Mais de sérieux obstacles subsistent. L'un des plus épineux concerne la levée des sanctions liées à la prolifération nucléaire, prises par l'ONU depuis 2006. L'Iran voudrait les voir levées en bloc et tout de suite après la conclusion d'un accord. Pour les pays occidentaux cela ne peut se faire que graduellement, en fonction du respect des engagements pris par l'Iran.

Téhéran insiste aussi pour pouvoir faire de la recherche et du développement, notamment afin d'utiliser à terme des centrifugeuses plus modernes et plus puissantes pour enrichir l'uranium. Mais les pays occidentaux et Israël estiment que le développement à terme de telles centrifugeuses permettra à l'Iran de réduire le "breakout", temps nécessaire afin d'avoir suffisamment d'uranium enrichi pour fabriquer une bombe atomique.

Stock d'uranium

D'autres points au coeur de la négociation semblent en revanche en passe de se régler, selon des sources occidentales et iraniennes. Ainsi, le nombre de centrifugeuses, que l'Iran aurait accepté de voir réduit à 6000, alors qu'il en dispose actuellement de près de 20'000, dont la moitié sont en activité.

Par ailleurs, le site souterrain de Fordo, près de la ville sainte de Qom, pourrait rester en activité, à des conditions très strictes. En revanche, l'Iran a catégoriquement démenti avoir accepté d'exporter tout ou partie de son stock d'uranium faiblement enrichi, qui se monte à environ 8000 tonnes.

Charge israélienne

Quoi qu'il en soit, la possibilité d'une entente sur le nucléaire iranien, qui empoisonne la vie internationale depuis plus de douze ans, a suscité une violente charge du Premier ministre israélien Benjamin Netanyahu. "Le dangereux accord qui est négocié à Lausanne confirme à nouveau toutes nos inquiétudes, voire même au delà", a-t-il affirmé.

"L'axe Iran-Lausanne-Yémen est très dangereux pour l'humanité et doit être rompu", a-t-il insisté.
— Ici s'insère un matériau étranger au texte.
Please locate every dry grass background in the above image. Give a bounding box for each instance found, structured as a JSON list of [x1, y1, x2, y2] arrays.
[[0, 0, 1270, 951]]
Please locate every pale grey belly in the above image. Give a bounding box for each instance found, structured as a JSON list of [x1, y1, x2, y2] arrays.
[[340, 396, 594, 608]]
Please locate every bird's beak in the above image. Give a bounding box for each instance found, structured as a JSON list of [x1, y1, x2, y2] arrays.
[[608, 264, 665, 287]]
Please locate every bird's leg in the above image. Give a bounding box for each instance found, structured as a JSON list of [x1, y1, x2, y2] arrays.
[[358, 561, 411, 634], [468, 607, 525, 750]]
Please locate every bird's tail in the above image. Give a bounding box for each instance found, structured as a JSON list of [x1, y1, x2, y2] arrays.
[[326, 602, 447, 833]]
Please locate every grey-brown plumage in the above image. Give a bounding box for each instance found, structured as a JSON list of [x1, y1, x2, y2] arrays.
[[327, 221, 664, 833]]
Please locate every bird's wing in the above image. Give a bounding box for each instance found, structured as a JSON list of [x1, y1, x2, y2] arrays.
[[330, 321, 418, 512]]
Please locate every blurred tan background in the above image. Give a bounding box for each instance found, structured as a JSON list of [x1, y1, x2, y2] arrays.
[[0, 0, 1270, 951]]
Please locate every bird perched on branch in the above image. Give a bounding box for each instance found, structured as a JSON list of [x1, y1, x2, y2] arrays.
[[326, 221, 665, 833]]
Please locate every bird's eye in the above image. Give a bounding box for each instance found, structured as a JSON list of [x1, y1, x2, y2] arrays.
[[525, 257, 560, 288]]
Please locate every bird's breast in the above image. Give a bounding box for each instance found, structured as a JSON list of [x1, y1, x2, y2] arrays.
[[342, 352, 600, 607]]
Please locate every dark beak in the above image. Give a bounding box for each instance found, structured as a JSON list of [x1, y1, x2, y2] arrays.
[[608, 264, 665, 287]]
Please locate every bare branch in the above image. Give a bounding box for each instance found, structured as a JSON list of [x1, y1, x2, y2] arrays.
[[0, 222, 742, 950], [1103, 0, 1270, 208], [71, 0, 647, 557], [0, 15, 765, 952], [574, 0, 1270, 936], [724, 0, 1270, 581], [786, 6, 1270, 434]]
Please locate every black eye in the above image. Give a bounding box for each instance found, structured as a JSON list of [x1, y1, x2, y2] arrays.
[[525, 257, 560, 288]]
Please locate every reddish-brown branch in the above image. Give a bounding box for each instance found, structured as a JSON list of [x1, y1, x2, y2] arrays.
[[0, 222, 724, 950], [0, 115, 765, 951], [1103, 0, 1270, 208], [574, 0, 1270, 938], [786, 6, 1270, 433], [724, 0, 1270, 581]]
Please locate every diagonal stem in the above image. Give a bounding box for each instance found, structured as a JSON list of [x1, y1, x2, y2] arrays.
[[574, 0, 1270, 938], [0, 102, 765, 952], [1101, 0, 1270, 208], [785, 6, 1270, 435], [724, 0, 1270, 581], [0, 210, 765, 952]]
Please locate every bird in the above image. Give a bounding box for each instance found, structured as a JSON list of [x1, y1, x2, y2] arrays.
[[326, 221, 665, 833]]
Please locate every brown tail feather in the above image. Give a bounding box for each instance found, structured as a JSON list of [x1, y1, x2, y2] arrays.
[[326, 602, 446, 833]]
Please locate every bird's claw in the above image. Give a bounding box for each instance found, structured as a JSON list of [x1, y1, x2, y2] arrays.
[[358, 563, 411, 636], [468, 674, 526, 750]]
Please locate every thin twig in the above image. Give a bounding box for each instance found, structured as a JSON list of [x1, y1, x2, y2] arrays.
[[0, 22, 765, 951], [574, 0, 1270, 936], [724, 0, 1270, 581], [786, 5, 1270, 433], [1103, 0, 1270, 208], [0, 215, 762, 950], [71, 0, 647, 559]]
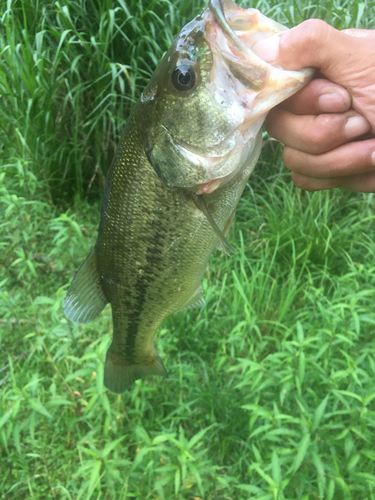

M. Netanyahu, se bat depuis des années pour mobiliser la communauté internationale contre le programme nucléaire iranien.

Pointe d'humour

L'importance des enjeux et la tension autour de ce dossier n'empêchent cependant pas l'humour. Interrogé dimanche sur le fait de savoir s'il était "optimiste", le chef de la diplomatie russe Sergueï Lavrov, peu réputé pour être langue de bois, a répondu: "Je ne suis pas payé pour être optimiste".

"Tu n'es pas payé ASSEZ pour être optimiste", a repris du tac au tac son homologue américain John Kerry.